Graham Potter

West Ham are trapped in limbo under Graham Potter's guidance


English football is awash with supposed ‘club DNAs’ these days but few can match West Ham for earnestness.

This is a club that calls itself ‘The Academy of Football’ and the slogan, printed crudely between the two dugouts at the London Stadium, does not appear to be ironic.

It isn’t uncommon to hear older West Ham fans claim that it was they who won the 1966 World Cup, a reference to Bobby Moore, Geoff Hurst, and Martin Peters all coming through the West Ham academy and bringing dazzling attacking football to the Boleyn Ground.

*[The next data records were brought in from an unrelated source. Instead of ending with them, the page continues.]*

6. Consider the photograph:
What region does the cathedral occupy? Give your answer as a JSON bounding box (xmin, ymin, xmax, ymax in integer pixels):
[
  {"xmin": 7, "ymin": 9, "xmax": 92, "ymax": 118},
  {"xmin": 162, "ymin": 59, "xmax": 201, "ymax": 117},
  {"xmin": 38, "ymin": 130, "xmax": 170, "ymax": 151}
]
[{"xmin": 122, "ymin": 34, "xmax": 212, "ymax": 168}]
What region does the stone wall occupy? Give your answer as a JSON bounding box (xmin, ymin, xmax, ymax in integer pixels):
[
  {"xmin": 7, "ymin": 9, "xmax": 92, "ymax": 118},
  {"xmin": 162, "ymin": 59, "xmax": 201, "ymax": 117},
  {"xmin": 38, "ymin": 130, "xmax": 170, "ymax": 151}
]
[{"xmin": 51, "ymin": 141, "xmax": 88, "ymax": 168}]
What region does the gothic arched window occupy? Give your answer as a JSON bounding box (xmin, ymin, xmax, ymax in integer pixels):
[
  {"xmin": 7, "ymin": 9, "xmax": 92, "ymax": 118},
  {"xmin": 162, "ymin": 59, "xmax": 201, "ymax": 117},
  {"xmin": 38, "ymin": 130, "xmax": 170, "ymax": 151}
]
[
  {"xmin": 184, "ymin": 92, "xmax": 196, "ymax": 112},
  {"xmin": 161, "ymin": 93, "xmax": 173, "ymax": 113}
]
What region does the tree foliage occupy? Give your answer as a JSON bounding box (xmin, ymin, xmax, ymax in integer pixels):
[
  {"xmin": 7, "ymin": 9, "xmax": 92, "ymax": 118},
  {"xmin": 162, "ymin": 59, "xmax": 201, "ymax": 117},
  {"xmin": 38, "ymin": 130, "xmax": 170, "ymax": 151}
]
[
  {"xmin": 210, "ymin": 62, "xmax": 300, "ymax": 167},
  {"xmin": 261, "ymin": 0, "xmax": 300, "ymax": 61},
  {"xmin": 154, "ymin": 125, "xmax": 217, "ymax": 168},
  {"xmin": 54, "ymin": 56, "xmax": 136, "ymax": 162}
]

Ever since, the club’s history has been tied to a noble, mist-eyed idea of football played the ‘right way’, played ‘our way’.

As is always the case with these things, nostalgia – particularly for a time few are old enough to remember – tends to amplify just how exciting the football really was, although we do have enough 21st century evidence (the Slaven Bilic and Dmitri Payet era stands out) to tell us that West Ham fans are happier when their team harps back to that 1960s ideal.

The urge has only grown stronger since the move to the new stadium, which remains by far the worst place in the country to watch football. The shallow bowl shape and running track create a physical and psychological distance that tends towards idle distraction.

It takes something seriously special for any match-goer to squint their eyes and engage.

It’s through this lens that we must analyse the baffling decisions made by the West Ham boardroom over the last 12 months. We know the club want to play attacking football. We know the fans need it to connect with their history and connect with their present plight of football in Stratford.

And yet in Julen Lopetegui and Graham Potter, West Ham have (twice) sought to progress from David Moyes by hiring someone infamous for their inability to coach goalscoring teams.

Before he joined in the summer, Lopetegui’s La Liga record (for Sevilla and Real Madrid) was 181 goals in 131 games, or 1.38 goals per game, which is fewer than Moyes’s 1.47 as West Ham manager.

Nobody should have been surprised by the turgid, tedious football he brought, nor the 24 goals in 20 games.

Potter, meanwhile, is practically a carbon copy: a man whose career is defined by neatly choreographed possession football, by sideways passing and nothingness in the final third. His Premier League record at the time of writing (at Brighton, Chelsea, and West Ham) is 170 goals in 156 matches, or 1.01 goals per game, significantly fewer than Moyes or Lopetegui.

What seems to have happened here is the West Ham board have confused stale possession with progressive attacking football, the kind of tactical mistake that was commonplace about 15 years ago but really should not be clogging up boardroom discussions in 2025.

But it did, and here we are, Potter’s West Ham looking even worse in front of goal than his Brighton, scoring just 15 goals in 14 matches.

The issues run even deeper, however. Under Potter, West Ham have no discernible style to speak of, the football ambling and futile as they drift towards summer. Whether that’s his fault or not is up for debate.

Either Potter has failed to implement his system and it is already too late for his ideas to take hold, suggesting another change will come around autumn this year, or it just isn’t possible to make bold tactical changes at a team floating helplessly in mid-table.

Niclas Füllkrug’s angry rant - which simultaneously backed the manager by suggesting the players weren’t following instructions and undermined the manager by breaking rank, for which he was dropped – offers no clues.

Niclas Fullkrug's rant got him into trouble

All we can say for sure is that West Ham is not a happy place. They have spiralled towards crisis ever since Moyes’s departure and, self-evidently, need a big summer.

Just as a jumping-off point, Potter needs a reliable number nine - that ever-elusive figure at West Ham - as well as upgrades at left-back, centre-back, and central midfield.

But even if Potter’s ideal wish list was fulfilled the club are potentially left in the wilderness. The ceiling on what they can do was already hit two years ago by Moyes.

Where do they go from here?

West Ham are trapped in limbo and stuck with a manager whose tactical principles are not in keeping with the fast-transitions now in vogue across the Premier League’s middle class.

Buying yet another new striker won’t bring back the glory days, and Potter, if history is anything to go by, won’t either.